Now a photographer with Chinese, Italian and Australian heritage has reclaimed the space through a new series of self-portraits taken in and around the grand building, encouraging other trans-cultural artists to take back places where their ancestors were shunned and alienated. Through the exhibition – titled Re-Orient: Reclaiming Spaces, Redefining Stories – Immigration Museum artist-in-residence Pia Johnson shines a light on Customs House’s colonial history and examines how places affect a community’s sense of belonging across time.

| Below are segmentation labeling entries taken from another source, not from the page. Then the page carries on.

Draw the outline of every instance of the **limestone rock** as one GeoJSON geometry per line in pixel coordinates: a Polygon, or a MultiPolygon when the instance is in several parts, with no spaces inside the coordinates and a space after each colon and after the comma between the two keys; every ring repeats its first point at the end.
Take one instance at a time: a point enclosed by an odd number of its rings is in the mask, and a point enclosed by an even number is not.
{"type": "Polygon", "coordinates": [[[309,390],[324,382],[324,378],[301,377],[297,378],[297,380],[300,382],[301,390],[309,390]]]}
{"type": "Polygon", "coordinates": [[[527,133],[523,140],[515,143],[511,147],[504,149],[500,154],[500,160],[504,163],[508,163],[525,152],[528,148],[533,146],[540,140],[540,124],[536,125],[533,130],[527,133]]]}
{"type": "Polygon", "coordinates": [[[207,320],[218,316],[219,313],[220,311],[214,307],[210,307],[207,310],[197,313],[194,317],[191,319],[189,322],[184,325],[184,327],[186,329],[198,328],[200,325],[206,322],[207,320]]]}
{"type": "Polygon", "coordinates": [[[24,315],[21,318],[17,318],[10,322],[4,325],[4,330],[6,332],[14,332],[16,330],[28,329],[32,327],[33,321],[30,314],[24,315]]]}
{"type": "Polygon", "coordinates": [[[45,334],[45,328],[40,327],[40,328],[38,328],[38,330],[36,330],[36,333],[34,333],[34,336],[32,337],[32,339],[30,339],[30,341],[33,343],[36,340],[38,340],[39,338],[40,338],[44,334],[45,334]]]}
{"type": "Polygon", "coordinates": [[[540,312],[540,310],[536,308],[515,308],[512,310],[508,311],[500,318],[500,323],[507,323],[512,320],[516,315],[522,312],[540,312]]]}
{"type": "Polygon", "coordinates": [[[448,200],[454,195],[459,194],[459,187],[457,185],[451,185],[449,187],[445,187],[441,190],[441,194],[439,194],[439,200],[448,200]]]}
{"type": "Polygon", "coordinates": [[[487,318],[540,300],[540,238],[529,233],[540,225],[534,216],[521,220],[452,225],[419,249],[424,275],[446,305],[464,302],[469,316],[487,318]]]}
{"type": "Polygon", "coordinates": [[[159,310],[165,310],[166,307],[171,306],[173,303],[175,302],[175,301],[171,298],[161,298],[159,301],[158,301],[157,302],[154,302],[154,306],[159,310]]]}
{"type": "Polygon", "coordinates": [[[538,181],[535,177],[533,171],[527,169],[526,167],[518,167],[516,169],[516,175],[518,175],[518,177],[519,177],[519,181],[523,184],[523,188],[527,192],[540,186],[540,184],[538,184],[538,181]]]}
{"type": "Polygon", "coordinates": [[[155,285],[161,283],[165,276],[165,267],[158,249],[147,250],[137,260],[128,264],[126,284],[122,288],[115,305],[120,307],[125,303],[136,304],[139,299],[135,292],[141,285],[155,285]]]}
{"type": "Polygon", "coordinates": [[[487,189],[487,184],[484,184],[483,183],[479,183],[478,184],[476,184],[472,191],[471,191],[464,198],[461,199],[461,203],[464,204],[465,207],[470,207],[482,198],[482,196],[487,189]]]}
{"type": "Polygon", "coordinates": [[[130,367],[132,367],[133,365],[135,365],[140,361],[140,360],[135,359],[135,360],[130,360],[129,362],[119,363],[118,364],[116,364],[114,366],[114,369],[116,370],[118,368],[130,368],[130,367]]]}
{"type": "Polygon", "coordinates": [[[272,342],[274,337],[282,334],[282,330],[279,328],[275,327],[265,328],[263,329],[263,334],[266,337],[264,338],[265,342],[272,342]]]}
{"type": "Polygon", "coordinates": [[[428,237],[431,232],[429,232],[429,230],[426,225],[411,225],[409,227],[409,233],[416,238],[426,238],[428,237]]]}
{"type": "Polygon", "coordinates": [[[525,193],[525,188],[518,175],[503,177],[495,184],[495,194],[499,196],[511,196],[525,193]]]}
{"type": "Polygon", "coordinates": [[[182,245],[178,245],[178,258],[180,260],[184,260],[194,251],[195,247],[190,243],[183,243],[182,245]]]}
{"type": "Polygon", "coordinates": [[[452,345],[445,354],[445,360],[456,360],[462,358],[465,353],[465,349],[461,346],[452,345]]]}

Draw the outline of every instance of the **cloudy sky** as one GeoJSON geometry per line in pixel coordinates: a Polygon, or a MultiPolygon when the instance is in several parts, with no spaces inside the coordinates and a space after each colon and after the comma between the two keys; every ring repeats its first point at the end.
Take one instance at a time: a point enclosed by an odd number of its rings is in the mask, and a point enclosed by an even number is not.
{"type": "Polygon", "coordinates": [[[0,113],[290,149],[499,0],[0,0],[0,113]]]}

In the late 1800s and early 1900s, new arrivals in Victoria had their baggage and papers checked at Customs House. It was also where the infamous dictation test was given out; prospective immigrants were tasked with transcribing a 50-word passage dictated by an immigration officer – only 52 out of 1359 people passed between 1902 and 1909. White British immigrants didn’t have to take the test, and it was used to turn away anyone the government considered undesirable.
Much of Johnson’s work deals with cultural identity and difference, with a focus on themes of memory, cultural spaces, belonging and otherness. Johnson will also be at a free artist launch at the museum on Sunday March 17 to meet visitors and welcome them to the exhibition.
Re-Orient: Reclaiming Spaces, Redefining Stories is showing at the Immigration Museum from March 16 to August 11. Access to the exhibition is included with museum entry.